The Brand Detection Problem
---------------------------

One issue that caught me off guard early on was brand detection. It sounds simple: scan the AI response for your brand name and count mentions. But many brands share names with common words. Think “Apple” the fruit versus Apple the company, or “Teams” the Microsoft product versus teams of people.

When I first tested detection scripts against real AI outputs, false positives were everywhere. A response about workplace collaboration would mention “teams” five times without once referring to Microsoft Teams. You need entity disambiguation, not string matching. Tools like [those reviewed by Search Engine Journal](https://www.searchenginejournal.com/generative-engine-optimization-geo/524906/) are starting to address this, but it remains a weak spot across the industry.

The solution involves building custom detection layers that understand context. You look at surrounding words, the prompt category and the typical entities that appear together. It is slow, manual work. But without it, your visibility score is fiction.

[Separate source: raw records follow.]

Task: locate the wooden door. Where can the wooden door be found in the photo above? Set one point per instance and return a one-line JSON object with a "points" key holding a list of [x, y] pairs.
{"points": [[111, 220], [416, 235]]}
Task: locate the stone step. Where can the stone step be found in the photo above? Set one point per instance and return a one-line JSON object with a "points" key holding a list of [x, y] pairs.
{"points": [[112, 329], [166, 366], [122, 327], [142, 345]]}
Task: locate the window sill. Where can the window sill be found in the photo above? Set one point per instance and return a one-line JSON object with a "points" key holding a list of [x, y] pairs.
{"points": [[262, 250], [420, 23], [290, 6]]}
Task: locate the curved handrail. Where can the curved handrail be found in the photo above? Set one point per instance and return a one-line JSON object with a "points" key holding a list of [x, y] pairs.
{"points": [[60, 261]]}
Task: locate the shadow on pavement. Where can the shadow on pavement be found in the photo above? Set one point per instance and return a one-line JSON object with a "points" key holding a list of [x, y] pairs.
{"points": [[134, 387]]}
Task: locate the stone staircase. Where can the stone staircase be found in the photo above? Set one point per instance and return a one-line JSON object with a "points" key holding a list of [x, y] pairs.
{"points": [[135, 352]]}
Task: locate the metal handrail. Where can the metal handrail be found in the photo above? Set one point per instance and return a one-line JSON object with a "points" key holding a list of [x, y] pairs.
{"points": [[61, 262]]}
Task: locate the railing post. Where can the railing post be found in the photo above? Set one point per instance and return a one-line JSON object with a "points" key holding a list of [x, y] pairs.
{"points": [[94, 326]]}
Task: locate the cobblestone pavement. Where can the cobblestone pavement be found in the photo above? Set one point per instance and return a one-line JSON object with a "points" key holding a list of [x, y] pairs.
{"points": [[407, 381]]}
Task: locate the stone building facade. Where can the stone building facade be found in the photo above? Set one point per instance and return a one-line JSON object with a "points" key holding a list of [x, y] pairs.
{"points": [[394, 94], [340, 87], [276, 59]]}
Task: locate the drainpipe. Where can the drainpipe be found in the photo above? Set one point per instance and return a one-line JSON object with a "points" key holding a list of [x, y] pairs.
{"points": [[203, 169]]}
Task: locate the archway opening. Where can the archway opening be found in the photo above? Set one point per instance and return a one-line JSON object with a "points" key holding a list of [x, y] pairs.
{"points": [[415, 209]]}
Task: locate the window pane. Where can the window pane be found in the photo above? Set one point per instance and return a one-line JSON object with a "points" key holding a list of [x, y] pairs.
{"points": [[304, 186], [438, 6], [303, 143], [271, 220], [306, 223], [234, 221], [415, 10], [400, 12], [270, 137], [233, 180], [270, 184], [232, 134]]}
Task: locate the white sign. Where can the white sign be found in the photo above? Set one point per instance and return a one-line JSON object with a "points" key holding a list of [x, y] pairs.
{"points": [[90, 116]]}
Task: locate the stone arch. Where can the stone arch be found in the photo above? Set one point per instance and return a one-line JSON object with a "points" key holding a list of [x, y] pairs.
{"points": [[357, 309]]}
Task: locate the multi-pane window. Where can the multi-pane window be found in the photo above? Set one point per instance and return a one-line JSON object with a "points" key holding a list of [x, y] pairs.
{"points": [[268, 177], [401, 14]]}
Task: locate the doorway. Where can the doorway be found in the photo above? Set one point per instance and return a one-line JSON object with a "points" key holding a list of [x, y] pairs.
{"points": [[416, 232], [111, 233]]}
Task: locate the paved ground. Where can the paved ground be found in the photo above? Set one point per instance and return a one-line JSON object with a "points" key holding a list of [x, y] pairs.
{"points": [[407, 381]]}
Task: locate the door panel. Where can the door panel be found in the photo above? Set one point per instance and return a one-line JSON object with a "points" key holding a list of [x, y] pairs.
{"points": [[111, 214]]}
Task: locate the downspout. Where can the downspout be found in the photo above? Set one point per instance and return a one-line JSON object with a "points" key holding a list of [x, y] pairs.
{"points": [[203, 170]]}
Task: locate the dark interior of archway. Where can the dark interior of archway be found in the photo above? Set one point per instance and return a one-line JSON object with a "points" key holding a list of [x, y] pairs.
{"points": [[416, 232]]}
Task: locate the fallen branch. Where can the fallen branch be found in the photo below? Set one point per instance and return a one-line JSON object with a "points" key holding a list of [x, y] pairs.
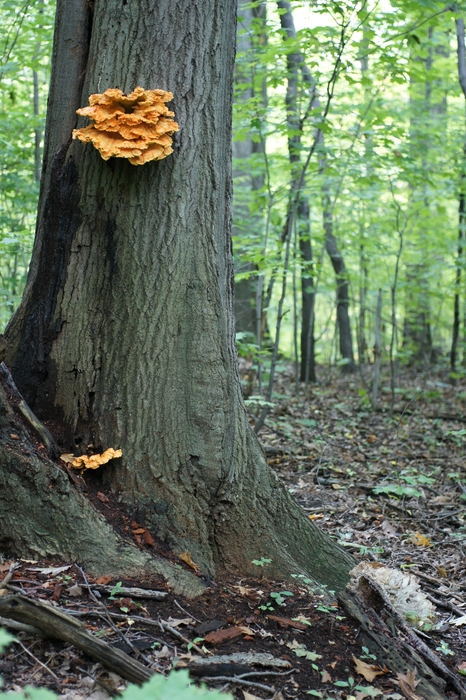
{"points": [[57, 624], [20, 404], [385, 629]]}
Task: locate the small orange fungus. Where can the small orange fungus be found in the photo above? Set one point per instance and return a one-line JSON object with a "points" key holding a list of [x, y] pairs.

What You Can Measure Today
--------------------------

Despite these challenges, useful measurement is possible. Here is what works reasonably well right now:

- Brand mention frequency across a large sample of prompts related to your category.
- Sentiment analysis of how AI models describe your brand when they do mention it.
- Share of voice compared to competitors within specific prompt clusters.
- Regional differences in brand visibility across key markets.

These metrics give you directional insight. They tell you whether your GEO efforts are moving the needle. They do not yet give you the precision of a Google Search Console click report. That gap is real, and pretending otherwise helps nobody.

Tools built specifically for GEO tracking, such as those explored in [Moz’s research on AI search](https://moz.com/blog), are improving fast. Sampling methods are getting smarter. Regional simulation is more accurate. Brand detection is catching up. But we are still in the early innings.

Where GEO Measurement Goes From Here
------------------------------------

The trajectory is clear. As more organisations invest in GEO, the demand for reliable measurement will push tooling forward. I expect three shifts over the next twelve months. First, API-level access to AI platforms will allow real-time sampling at scale. Second, standardised metrics will emerge so that brands can benchmark across tools. Third, personalisation modelling will let you estimate visibility for different audience segments, not just a generic “average user.”

My experience working with early GEO data for clients across multiple sectors has taught me one thing above all: patience matters more than precision right now. Track trends, not snapshots. Compare quarters, not days. Build your measurement practice today so that when the tools catch up, you already have baseline data to measure against.

GEO measurement is messy, imperfect and improving fast. The brands that accept that reality and invest anyway will be the ones with a head start when the data finally sharpens.